The psychological impacts may be even worse than the physiological and economical, onesalthough in many cases these may not be visible. Dr. Taj Baloch, Ex District Health Officer, Makran who is a specialist in psychological disorders and has done a lot of works onthese issues is of the view that early marriage may create very long term negative impact on the personality and behavior of the Child, especially girlchild which she will carry during her entire life span, These impacts would significantly affect the mental health of the affectees and create a lot of behavioral syndromes.

Balochistan Scenario.

Balochistan being the most backward province, both in terms of education and economic development is ahead in cases of child marriage as compared to other province of Pakistan.

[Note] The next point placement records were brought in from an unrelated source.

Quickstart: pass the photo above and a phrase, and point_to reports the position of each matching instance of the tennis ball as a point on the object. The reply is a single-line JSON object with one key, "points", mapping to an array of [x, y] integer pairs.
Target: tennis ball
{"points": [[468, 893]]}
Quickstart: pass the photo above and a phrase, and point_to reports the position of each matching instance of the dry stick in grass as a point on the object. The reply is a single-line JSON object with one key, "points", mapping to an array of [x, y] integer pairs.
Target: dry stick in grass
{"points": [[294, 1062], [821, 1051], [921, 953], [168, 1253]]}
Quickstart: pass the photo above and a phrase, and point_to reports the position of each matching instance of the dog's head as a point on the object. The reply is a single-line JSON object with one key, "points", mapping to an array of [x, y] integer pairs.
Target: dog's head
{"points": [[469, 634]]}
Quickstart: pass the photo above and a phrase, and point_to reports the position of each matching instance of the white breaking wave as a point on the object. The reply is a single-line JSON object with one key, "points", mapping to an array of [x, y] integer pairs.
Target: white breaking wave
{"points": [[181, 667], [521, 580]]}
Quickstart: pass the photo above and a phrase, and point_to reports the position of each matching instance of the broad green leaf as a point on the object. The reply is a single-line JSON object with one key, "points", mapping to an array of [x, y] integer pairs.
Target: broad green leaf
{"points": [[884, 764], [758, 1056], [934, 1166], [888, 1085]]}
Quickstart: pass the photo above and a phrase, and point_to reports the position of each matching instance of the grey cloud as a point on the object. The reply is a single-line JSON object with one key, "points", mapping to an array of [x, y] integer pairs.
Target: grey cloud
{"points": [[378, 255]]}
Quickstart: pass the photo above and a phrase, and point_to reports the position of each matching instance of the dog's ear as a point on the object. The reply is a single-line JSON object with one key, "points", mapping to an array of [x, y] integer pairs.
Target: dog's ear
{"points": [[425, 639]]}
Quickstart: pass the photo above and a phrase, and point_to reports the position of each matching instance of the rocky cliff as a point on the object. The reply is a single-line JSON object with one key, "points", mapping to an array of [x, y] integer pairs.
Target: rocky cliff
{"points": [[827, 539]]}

Although there has been some improvement in a few districts, where female education has improved to some extent e.g. District Kech, the overall position is almost same. The undersigned had conducted a small survey of twovillages of Makran division and the result were very alarming. In one village, Nazarabad, Five young girls died in one year during birth pains and all of them had been married at early age. In another village, Asiabad, two girls had died and one had suffered permanent disability. The main cause appeared to be the same. Dr. Muneer Ahmed is of the view that all these cases could be managed if they could be registered in a facility and given in time treatment. According to his estimation, almost 50% of girls who get married at an early age, suffer from death or permanent disability in the villages where no maternity homes are available.

It is unfortunate that in spite of being one of the gravest problems, no steps are being taken to prevent it, either at governmental level or at community level. Even proper studies are not being conducted to understand the seriousness of the problem. All these deaths and diseases are being treated as ‘God-Given’ and are being ignored. For example, in the entire Makran Division there is not a single body or department engaged with this issue.

Under these circumstances, there are no chances of getting any relief from this problem in the coming years.